An effective hydrogen sensor for leakage detection must possess high selectivity and sensitivity, rapid response/recovery, stable functionality, and low power consumption. Typically, long-lasting, easy-to-maintain, and low-cost sensors with a compact design are used to detect hydrogen leakages.
In recent years, technological developments in nanotechnology and synthesis methods have facilitated the use of several nanomaterials as hydrogen sensing materials. Several studies have been performed to evaluate the feasibility of using nanomaterials for hydrogen gas detection based on their unique sensing responses, operating environments, and sensing mechanisms.
Advantages of Nanomaterial-based Hydrogen Gas Sensors
Extremely High Surface-to-Volume Ratio
Large exposed sensing material surfaces ensure a high density of defects, such as dangling bonds or vacancies, to improve electron transfer. Several studies have demonstrated that optimized particle sizes can improve the sensing performance of nanomaterial-based gas sensors.
Low Operating Temperatures
The operating temperature is lower in nanomaterial-based gas sensors than in traditional bulk material-based gas sensors due to the creation of adsorption sites by dangling bonds on the nanomaterial surface.

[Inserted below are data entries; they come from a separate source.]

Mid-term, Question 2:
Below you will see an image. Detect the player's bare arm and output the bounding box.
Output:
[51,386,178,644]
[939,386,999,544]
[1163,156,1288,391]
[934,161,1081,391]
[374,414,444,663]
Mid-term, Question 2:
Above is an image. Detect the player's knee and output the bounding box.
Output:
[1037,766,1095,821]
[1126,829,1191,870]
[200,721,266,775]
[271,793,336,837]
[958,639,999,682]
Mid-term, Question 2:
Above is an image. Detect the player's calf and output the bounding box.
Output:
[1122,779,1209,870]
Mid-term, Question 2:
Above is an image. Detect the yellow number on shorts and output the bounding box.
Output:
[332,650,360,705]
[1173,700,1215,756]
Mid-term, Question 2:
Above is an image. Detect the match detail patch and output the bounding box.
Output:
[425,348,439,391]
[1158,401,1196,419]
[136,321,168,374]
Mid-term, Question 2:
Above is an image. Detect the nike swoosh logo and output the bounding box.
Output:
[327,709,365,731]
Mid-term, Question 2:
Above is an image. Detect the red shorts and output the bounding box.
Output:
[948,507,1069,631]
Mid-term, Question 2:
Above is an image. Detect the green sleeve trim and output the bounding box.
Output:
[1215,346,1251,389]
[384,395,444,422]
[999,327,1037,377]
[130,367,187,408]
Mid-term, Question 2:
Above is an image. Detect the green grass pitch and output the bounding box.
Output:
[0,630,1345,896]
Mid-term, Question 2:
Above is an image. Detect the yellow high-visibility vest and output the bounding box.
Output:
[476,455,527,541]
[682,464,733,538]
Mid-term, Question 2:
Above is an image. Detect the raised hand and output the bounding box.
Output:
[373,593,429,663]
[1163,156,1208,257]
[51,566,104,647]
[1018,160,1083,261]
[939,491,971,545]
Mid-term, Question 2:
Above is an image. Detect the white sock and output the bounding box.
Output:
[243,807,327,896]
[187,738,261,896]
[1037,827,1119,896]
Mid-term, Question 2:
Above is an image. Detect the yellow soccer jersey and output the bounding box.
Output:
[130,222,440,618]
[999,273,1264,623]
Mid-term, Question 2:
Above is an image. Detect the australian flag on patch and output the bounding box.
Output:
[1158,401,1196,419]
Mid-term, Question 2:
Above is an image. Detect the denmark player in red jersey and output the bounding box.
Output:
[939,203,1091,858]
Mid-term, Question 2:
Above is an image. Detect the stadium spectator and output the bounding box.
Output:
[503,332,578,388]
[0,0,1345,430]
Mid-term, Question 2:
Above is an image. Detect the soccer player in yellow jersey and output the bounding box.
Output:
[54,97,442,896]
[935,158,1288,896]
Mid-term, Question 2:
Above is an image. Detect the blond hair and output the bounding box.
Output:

Presence of Unsatisfied Bonds
The unsatisfied bonds on the nanomaterial surface enable surface functionalization and activation towards the target/hydrogen gas in sensing applications. Thus, the sensing performance can be improved through precise control and surface engineering methodologies.
Application of Nanomaterials for Hydrogen Gas Detection
Gas sensors based on palladium (Pd) nanoparticles and their combination can detect hydrogen gas at room temperature. However, the size of the sensors significantly affects their sensing performance. For instance, a smaller sensing structure/cluster leads to better sensing performance towards hydrogen with low power consumption due to a higher reactive surface.
However, the low ambient operating temperature can increase the sensor surface humidity rate, decreasing sensor sensitivity and response. Additionally, the discontinuity and small size of the sensing materials can lead to an extremely low conductivity in the nanostructures, which induces high electrical noise and affects the sensor response.
Suspended, self-heating, palladium-decorated silicon nanowires (Pd-SiNWs) have been developed for high-performance hydrogen gas detection with enhanced sensitivity. The suspended SiNWs significantly reduce power consumption by decreasing the heat loss through the substrate.
Additionally, a joule heating method has been developed for suspended Pd-SiNWs to significantly improve their response to hydrogen gas/sensing performance without affecting the sensitivity. The suspended Pd-SiNWs manufactured using the physical vapor deposition (PVD) method demonstrated a 0.01% low detection limit at 200-400 oC operating temperature and 10 s/30 s response/recovery time at 0.1% hydrogen.
Several researchers have used the surface acoustic wave (SAW) principles to improve the performance of Pd-based sensors at room temperature. For instance, a Pd–nickel (Ni) alloy thin film-coated SAW hydrogen detection sensor has been developed that demonstrated high stability.
Specifically, the response time of the 40 nm Pd–Ni alloy thin film was less than 10 s at room temperature. Additionally, the greater thickness of the Pd-Ni film led to higher sensitivity. The sensor also displayed a half-year detection error of about 3.7%, indicating long-term stability.
Metal oxide nanostructures such as zinc oxide, tin (IV) oxide, and copper (I) oxide nanorods or nanowires with heterojunction structures have displayed high sensitivity to various gases, including hydrogen. However, noise in the sensing signals, inhomogeneity of hydride reaction, and low conductivity are the major disadvantages of using these structures.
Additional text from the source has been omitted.